Philosophers today however, believe in the Synergistic approach which deals with interacting parts in relation to the whole.
Synergy, also mentioned as Synergism in certain publications originates from the Greek word, Synergos, meaning working together. It is defined as an abstract concept that refers to a result that arises from interacting parts. In design therefore, a cohesive composition is only as effective as the sum of its elements which in turn means that it’s the ability of the composition to be coherent – orderly, logical and aesthetically consistent relation to its elements.

The synergistic approach unlike the holistic approach, deals with interacting parts, and is consequently characterized by the belief that parts of something are familiarly interconnected and explicable by reference to the whole. This is nonetheless a novel approach that was designed to counter the holistic approach.

An example in a modern African setting is either, that of a cohere apartment building in which the seamless architectural integration of apartments with proper individual entrances and parking, and individual guard body colored glass on terraces builds into a harmony of the building block. Or the application of a special plaster or a novel paint like Plascon’s bespoke cashmere range of interior paints which comes in four palettes, i.e. the Northern Exotica, the Southern Spectacle, the Western Desert and the Eastern Promise, with each representing the natural, cultural and historical riches of their namesake geographical regions in Africa.

    • The Northern Exotica features blues and whites inspired by the French, Arab and African influences of Morocco and Tunisia.


    • The Southern Spectacle is an eclectic mix of purples, mustards, greens and blues; inspired by the diversity of South Africa.


    • Drawing on the colors of the Namib and the markets of Nigeria, the Western Desert is a collection of rust, burnt umber and stone.


  • The Eastern Promise is a warm palette of vibrant spice colors including reds, oranges and yellows, drawn from the printed textiles of the Samburu and Masai tribes of Kenya and beyond.

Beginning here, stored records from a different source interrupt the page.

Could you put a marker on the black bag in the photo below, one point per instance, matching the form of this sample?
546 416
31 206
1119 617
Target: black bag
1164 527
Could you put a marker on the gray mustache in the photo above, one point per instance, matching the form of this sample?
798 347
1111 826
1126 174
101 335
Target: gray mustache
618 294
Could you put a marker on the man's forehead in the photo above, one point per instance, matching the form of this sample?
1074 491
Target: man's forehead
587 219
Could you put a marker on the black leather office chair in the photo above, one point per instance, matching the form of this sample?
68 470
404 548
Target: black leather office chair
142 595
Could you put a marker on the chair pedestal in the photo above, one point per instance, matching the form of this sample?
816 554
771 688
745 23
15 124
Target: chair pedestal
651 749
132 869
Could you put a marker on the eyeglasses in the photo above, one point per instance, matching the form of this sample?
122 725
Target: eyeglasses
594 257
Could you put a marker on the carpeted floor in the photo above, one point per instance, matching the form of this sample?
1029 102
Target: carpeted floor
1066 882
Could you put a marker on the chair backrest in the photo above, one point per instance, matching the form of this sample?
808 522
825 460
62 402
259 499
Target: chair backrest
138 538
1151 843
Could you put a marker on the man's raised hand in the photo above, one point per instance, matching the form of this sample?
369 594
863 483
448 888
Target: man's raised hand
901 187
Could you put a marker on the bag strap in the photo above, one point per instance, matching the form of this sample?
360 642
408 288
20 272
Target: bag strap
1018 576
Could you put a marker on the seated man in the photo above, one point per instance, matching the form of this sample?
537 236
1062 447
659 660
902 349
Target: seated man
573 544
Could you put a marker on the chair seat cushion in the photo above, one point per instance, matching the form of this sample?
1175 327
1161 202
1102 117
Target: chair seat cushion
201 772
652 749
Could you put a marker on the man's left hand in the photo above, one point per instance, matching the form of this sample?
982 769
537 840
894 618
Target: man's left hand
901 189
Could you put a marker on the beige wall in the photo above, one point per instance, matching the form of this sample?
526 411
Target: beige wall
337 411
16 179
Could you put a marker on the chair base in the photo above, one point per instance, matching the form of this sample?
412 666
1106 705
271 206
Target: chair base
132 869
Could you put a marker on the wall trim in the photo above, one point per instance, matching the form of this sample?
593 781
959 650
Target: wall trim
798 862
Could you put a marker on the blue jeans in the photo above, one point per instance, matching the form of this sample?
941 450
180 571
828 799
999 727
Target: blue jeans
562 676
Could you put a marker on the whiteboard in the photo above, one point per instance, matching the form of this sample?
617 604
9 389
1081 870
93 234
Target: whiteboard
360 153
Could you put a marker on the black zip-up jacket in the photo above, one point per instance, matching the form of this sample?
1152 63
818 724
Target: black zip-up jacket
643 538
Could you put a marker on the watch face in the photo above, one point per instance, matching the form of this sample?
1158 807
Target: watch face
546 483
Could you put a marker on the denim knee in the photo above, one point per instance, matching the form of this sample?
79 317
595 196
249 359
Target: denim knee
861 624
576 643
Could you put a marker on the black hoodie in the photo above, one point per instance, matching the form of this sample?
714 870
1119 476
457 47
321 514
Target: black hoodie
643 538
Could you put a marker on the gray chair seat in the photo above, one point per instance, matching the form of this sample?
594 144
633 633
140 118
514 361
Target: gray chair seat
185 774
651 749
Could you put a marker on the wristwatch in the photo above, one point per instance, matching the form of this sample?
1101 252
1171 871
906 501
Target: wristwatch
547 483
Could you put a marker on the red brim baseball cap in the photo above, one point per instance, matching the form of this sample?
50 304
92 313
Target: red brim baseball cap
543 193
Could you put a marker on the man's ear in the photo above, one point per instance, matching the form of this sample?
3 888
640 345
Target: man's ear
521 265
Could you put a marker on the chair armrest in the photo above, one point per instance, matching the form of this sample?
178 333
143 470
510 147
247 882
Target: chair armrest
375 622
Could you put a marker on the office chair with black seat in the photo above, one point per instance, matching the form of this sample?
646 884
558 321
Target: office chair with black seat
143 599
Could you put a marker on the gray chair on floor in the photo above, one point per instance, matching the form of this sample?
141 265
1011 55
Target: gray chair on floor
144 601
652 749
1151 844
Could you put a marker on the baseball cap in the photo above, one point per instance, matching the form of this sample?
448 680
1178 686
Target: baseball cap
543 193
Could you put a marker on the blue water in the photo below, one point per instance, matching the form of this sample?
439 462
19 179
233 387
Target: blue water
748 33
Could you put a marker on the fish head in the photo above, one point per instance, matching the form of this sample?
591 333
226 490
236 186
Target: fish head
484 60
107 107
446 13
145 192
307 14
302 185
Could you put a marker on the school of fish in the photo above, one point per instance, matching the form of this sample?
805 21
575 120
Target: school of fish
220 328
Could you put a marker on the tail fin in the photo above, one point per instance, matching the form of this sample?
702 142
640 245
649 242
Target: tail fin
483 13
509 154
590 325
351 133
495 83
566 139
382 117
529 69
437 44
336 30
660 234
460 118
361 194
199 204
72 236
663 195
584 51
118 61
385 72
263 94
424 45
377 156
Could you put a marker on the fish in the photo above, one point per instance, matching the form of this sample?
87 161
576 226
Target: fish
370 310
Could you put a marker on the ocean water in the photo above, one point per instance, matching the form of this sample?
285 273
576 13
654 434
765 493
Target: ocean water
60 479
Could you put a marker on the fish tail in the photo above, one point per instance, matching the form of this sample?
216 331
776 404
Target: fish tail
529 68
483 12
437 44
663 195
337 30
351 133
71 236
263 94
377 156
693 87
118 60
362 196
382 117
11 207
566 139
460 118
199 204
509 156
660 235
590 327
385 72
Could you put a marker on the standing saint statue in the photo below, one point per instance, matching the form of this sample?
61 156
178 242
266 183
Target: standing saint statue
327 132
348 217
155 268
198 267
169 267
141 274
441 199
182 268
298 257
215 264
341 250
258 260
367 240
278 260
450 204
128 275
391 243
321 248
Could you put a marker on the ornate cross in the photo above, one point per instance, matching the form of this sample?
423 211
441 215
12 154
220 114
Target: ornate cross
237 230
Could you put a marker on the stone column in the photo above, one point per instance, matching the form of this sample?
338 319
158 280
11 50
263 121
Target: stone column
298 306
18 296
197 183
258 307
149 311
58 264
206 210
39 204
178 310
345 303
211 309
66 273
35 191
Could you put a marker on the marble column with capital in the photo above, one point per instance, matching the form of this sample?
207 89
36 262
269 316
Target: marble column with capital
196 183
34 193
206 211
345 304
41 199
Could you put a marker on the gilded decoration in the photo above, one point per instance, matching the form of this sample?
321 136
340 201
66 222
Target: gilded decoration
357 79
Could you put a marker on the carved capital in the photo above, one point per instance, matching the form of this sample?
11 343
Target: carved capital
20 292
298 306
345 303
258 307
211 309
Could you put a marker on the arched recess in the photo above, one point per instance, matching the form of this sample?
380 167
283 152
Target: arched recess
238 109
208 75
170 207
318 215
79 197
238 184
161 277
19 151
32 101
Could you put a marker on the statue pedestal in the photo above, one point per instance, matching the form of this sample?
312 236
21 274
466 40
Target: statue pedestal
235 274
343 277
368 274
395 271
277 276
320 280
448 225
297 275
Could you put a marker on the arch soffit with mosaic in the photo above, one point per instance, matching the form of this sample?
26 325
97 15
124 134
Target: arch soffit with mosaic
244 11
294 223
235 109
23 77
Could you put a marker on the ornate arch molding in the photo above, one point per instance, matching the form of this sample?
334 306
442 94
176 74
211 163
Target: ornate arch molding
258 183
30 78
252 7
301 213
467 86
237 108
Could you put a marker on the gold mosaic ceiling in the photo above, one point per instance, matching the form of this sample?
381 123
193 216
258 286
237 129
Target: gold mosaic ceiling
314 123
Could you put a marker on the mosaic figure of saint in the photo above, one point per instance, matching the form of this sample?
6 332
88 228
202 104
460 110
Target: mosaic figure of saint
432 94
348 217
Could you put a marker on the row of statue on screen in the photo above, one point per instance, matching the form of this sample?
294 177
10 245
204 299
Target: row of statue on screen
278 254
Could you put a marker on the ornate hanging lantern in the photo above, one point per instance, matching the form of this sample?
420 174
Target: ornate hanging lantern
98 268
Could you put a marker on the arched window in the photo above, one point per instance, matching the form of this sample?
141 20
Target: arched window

In a toned down description, a synergistic approach is characterized by the belief that parts of something are closely connected with each other and able to be understood by reference to the whole, thus Function here follows Form meaning that the envisioned function or use of a space is what determines the ultimate form of that space.

A notable advantage of this approach is that a design with an individualistic look with unique characteristics is achieved.
There are other areas rather than design alone in which a culturally synergistic approach is applied; those worthy of note are in health and wellness, radiology nursing, international human resource, and management accounting.

In conclusion, regardless of what approach a designer opts to use – as both are equally applicable – what matters is that the selected approach establishes a platform on which to work with clients, and consequently create a partnership with the designers – might be individuals or a firm – as the success of every project is dependent on the designer’s expertise and the skill of contractors involved, but also the vision and the desire of the clients.